My rights don't end where your fear begins.
(Score: 0) by Anonymous Coward on Wednesday April 29 2020, @07:55PM (6 children)
https://thehill.com/opinion/op-ed/147153-defending-social-security [thehill.com]
So a program that we tax payers pay into is being raided by the usual suspects, mostly Rs and some Ds. Know they enemy Buzzy my boy. Although, knowing you I bet you support the assholes trying to raid the fund and turn it into another revenue source for some corrupt corporation because "private businesses are more efficient and go under if they perform badly". I would be happy if my prediction about you is wrong.
(Score: 1) by khallow on Thursday April 30 2020, @01:41AM (2 children)
In other words, they'll burn through the imaginary bonds they have with the US government, and then reset the program so that tax revenue matches payouts while ignoring the trillions of extra debt Social Security has generated for the general fund.
Or they could just cut back to three quarters now and skip the drama. And of course, the author is Bernie Sanders telling us we have plenty of unicorns and pixie dust left in the program.
(Score: 0) by Anonymous Coward on Thursday April 30 2020, @02:40AM (1 child)
"In other words, they'll burn through the imaginary bonds they have with the US government"
So you're truly nuts.
"Or they could just cut back to three quarters now and skip the drama. And of course, the author is Bernie Sanders telling us we have plenty of unicorns and pixie dust left in the program."
Nevermind, you're just evil. Nuts is too good for someone as fucked in the head as you. I see why you always defend bird brain here.
(Score: 1) by khallow on Thursday April 30 2020, @03:25AM
Needless to say, Social Security is a pay-as-you-go program with 1930s era propaganda about those bonds and such to give the illusion that money you put in decades ago is somehow connected to money you receive today.
I guess we forgot here that the people currently getting Social Security payouts have been voting for the present dysfunction situation for their entire lives. It's only fair that they share the pain.
(Score: 2) by The Mighty Buzzard on Thursday April 30 2020, @03:22AM (2 children)
You're arguing about who's embezzling from a Ponzi scheme? Really? Fuck me but your mind is complete and utter shit.
My rights don't end where your fear begins.
(Score: 0) by Anonymous Coward on Thursday April 30 2020, @05:13PM (1 child)
You've sunk so low you can't even get some common sense stuff right.
*sprinkles brawndo on you* The power of propaganda compels you! The power of propaganda compels you!
(Score: 2) by The Mighty Buzzard on Monday May 04 2020, @12:10PM
Common sense should tell you that anything modeled exactly on a specific kind of grift should not be a government program at all, ever. And expecting something modeled exactly on a Ponzi scheme to not be leeched from by the administrator(s) of said scheme is doubly ludicrous since that is what happens every single time with Ponzi schemes.
My rights don't end where your fear begins.

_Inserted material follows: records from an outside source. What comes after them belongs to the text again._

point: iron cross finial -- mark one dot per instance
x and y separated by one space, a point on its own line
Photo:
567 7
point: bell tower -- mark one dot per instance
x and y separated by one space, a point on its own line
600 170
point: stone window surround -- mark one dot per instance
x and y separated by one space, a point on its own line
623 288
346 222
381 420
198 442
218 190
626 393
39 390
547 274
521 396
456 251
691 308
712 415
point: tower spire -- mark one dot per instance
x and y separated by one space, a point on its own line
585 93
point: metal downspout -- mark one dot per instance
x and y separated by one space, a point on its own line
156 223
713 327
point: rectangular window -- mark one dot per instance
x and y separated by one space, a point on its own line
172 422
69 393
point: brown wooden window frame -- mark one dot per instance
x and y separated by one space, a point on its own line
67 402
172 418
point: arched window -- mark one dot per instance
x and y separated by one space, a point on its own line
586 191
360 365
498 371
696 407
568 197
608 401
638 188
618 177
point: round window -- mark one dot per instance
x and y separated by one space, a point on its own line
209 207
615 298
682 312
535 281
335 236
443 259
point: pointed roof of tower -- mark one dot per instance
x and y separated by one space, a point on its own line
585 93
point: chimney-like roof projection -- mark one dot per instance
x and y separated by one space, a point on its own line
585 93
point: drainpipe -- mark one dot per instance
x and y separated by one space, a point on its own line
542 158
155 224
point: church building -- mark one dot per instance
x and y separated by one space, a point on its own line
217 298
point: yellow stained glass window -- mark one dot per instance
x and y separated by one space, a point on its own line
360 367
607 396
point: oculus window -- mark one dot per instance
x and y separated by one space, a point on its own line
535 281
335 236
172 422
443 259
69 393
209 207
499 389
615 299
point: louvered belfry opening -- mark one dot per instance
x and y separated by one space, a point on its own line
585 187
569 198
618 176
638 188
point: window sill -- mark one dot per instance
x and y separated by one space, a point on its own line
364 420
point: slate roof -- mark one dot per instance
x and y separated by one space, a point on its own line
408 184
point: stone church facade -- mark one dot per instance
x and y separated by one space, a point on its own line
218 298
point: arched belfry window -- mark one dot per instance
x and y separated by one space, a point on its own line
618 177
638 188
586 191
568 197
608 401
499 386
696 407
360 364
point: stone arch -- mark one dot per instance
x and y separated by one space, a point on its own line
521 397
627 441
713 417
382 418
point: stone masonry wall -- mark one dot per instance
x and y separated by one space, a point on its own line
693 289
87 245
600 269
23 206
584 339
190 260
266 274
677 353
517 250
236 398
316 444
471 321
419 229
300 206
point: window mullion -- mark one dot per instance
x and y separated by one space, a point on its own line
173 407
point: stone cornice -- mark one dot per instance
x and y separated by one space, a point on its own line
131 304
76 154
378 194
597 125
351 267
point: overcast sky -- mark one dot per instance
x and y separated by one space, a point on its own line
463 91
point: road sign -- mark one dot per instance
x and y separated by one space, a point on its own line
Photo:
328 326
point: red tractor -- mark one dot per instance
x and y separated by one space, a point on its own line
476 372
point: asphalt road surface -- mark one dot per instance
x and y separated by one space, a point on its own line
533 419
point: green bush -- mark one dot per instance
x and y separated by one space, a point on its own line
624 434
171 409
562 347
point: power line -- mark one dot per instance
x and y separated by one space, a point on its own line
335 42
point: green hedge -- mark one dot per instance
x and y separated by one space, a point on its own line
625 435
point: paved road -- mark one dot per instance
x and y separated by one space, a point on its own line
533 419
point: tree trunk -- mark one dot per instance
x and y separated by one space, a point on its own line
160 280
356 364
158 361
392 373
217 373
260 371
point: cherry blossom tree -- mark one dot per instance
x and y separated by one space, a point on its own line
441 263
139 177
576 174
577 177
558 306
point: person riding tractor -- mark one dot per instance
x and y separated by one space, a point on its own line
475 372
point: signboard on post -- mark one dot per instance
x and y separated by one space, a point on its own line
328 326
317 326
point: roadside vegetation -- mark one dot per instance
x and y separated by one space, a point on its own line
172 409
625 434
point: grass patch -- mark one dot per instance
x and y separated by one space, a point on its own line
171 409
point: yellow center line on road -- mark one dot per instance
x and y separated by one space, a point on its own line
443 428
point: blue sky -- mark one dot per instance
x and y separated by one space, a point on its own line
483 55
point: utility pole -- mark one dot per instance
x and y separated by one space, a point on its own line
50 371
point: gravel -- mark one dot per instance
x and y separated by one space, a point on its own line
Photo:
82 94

(Score: 0) by Anonymous Coward on Wednesday April 29 2020, @07:04PM
I bought an iOpener and then forgot to cancel service for a while, so they maybe didn't lose that much on me. It came with a QNX image on the build-in SSD, that I overwrote with a FreeBSD image. I wish I had the ability to keep the fresh QNX image to play with, but I needed to overwrite the image to compile support for a USB ethernet adapter into the kernel.
I still have the thing lying in parts in a box. I'm still planning to turn it and another small machine into convenience terminals around the house.